Düğünler, cenazeler, bayramlar akraba olarak bir araya gelmenin geleneksel zorunlu birliktelikleridir. Ama bu akşamki beraberliğimiz ise tamamen isteğe bağlı olup, hiçbir mecburiyeti olmayan, sadece akrabanın tanışma ve kaynaşmasına yönelik yapılan bir ilk organizasyondur. ABD’den Maslak Sheraton otelinde bir yemek düzenleyebilmek, çağımızın temel dinamiklerinin ne kadar değiştiğinin en önemli göstergelerinden biridir. Çağdaş iletişim araç ve yöntemlerini kullanarak bu yemeği düzenlediği için, Serol kardeşimi gönülden kutluyorum. Gerçekten de (Baş ol) anlamına gelen ismine yakışan bir önderlik sergileyerek, organizasyonun başı olmuştur.
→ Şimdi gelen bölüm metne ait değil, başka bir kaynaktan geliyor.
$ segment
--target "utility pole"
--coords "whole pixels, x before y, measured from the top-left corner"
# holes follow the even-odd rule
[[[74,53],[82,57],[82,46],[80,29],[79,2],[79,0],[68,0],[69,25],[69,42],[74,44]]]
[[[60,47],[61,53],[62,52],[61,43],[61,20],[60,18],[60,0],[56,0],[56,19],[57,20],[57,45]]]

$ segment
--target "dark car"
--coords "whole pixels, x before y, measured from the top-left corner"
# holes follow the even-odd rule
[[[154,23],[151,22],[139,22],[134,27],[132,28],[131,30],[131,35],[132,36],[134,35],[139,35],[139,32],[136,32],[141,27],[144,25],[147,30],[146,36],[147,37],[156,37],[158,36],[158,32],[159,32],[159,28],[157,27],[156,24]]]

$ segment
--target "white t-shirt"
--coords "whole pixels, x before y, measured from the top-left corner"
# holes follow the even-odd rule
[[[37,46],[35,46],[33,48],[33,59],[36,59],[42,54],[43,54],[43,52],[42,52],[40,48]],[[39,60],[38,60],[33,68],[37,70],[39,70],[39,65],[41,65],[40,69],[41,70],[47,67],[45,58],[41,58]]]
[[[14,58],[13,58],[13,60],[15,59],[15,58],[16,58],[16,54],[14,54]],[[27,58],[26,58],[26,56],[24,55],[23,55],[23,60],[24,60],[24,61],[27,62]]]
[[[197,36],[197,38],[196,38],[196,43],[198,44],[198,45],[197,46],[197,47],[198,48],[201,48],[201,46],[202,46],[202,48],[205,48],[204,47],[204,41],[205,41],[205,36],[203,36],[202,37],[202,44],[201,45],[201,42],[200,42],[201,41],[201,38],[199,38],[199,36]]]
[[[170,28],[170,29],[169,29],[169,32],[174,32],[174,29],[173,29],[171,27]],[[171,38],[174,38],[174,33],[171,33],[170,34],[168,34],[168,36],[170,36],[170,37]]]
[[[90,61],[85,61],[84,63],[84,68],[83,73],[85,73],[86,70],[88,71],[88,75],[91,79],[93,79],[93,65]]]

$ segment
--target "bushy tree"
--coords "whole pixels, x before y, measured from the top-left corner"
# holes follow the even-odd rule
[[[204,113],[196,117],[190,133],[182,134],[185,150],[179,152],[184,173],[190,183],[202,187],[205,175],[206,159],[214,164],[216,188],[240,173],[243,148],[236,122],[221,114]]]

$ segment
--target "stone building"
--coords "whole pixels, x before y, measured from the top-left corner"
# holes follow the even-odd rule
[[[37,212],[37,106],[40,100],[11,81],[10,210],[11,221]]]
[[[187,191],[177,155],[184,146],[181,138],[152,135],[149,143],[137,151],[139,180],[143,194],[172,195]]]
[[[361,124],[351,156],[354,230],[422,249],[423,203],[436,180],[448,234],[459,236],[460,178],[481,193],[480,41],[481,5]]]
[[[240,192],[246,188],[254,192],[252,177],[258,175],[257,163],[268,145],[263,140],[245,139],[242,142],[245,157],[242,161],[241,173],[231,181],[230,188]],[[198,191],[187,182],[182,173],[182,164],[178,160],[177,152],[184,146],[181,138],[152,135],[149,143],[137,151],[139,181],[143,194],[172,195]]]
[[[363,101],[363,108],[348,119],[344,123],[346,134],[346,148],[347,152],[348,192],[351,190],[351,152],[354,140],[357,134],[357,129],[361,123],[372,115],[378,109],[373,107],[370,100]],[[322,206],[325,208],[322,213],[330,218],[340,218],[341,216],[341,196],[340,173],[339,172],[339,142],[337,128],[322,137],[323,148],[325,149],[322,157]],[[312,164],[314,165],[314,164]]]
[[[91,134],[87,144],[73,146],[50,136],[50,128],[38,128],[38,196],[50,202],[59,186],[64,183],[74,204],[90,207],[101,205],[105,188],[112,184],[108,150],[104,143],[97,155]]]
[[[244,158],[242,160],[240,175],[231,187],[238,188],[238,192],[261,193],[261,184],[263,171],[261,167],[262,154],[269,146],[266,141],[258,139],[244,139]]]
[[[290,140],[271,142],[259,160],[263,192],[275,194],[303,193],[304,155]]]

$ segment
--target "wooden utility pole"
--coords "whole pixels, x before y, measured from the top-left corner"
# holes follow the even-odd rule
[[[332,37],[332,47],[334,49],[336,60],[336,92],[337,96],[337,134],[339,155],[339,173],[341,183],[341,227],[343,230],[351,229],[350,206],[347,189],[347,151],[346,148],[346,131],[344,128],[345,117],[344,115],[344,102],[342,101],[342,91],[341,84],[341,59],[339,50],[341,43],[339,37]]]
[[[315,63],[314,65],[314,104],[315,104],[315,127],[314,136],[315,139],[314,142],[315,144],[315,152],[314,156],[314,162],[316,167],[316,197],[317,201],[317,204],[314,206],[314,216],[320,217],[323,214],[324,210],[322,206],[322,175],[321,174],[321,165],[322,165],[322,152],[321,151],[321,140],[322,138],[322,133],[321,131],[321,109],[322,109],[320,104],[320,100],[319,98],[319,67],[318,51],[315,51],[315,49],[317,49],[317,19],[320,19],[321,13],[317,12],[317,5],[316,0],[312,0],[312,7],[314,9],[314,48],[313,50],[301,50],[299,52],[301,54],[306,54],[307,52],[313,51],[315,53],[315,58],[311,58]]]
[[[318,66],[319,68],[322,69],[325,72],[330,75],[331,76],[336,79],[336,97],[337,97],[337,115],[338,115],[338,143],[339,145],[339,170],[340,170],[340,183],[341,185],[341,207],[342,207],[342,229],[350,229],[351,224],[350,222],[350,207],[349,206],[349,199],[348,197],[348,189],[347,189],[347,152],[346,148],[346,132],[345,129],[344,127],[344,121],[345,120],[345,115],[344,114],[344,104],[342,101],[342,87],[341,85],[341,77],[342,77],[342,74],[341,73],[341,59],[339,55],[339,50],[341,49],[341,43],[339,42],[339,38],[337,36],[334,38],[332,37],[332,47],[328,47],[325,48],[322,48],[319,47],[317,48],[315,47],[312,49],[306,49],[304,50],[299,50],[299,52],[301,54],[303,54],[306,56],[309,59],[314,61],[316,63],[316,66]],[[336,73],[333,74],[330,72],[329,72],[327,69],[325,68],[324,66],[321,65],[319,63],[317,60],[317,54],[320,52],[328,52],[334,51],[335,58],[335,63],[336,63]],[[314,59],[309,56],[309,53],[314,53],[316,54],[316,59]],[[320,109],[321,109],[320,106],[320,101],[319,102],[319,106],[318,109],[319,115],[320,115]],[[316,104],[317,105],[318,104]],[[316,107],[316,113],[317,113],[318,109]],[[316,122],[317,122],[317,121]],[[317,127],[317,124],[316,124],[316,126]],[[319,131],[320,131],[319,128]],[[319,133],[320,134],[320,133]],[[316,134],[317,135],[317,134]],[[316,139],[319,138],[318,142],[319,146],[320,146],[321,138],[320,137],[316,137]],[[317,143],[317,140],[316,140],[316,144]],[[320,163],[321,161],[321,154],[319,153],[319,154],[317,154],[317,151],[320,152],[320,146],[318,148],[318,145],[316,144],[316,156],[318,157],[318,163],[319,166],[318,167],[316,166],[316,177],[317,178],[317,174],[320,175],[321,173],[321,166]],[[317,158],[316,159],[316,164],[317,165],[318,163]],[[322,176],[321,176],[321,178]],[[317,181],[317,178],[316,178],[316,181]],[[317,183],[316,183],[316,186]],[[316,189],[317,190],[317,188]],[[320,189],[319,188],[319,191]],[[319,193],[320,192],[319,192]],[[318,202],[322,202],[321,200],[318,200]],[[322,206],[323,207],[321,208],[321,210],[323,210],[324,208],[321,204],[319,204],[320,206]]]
İçinde yaşadığımız yüzyıla boşuna “İletişim Çağı” , “Bilişim Çağı” , “Bilgisayar Çağı” , ”Bilgi Çağı”, “Uzay Çağı”, “Halkla İlişkiler Çağı” adı verilmemiştir. Dünyanın bir topa, hatta miskete dönüşmesi, haberleşme alanında görülen baş döndürücü gelişmeler sayesinde olmuştur. Kitle iletişim alanında yapılan icatlar, yaşanan somut olaylarla dünyadaki değişimi başlattığı gibi, adı geçen araçlar sayesinde dünyaya açılan bireyin sosyal değişimi de başlamıştır. Sovyetler Birliği’nin dağılması ile başlayan küreselleşme olgusu, Berlin Utanç Duvarı’nın yıkılması ile devam etmiş, iki kutuplu dünya sona ermiş, demir perde gerisi ülkeler liberal ekonomiye geçmiş ve bu ülkeler NATO’ya ve AB’ye üye olmaya başlamıştır. Globalleşme esas manada kendini ekonomik alanda göstermiş, emeğin ve sermayenin serbest dolaşımıyla kârlı yatırım alanları arayan milyar dolarlar bir tuşa basarak yer değiştirmeye başlamıştır. Çağa yön veren bu iletişim araçları, bilginin yoğun şekilde bir yerden başka bir yere taşınmasını, saklanmasını sağlamakla kalmamış, çok amaçlı kullanılmasına da kolaylık getirmiş, hatta bilginin yeniden üretilmesine de öncülük etmiştir. Sosyal, siyasi, kültürel içerikli programlar sınır tanımayan bilgisayar ve televizyon gibi kitle iletişim araçları vasıtasıyla dünyanın en ücra köşesinden bile izlenir hale gelmiştir. İletişim teknolojisinde bu gelişmeler yaşanırken, insanların aklını esir eden en güçlü silah da yine bu iletişim araçları olmuştur.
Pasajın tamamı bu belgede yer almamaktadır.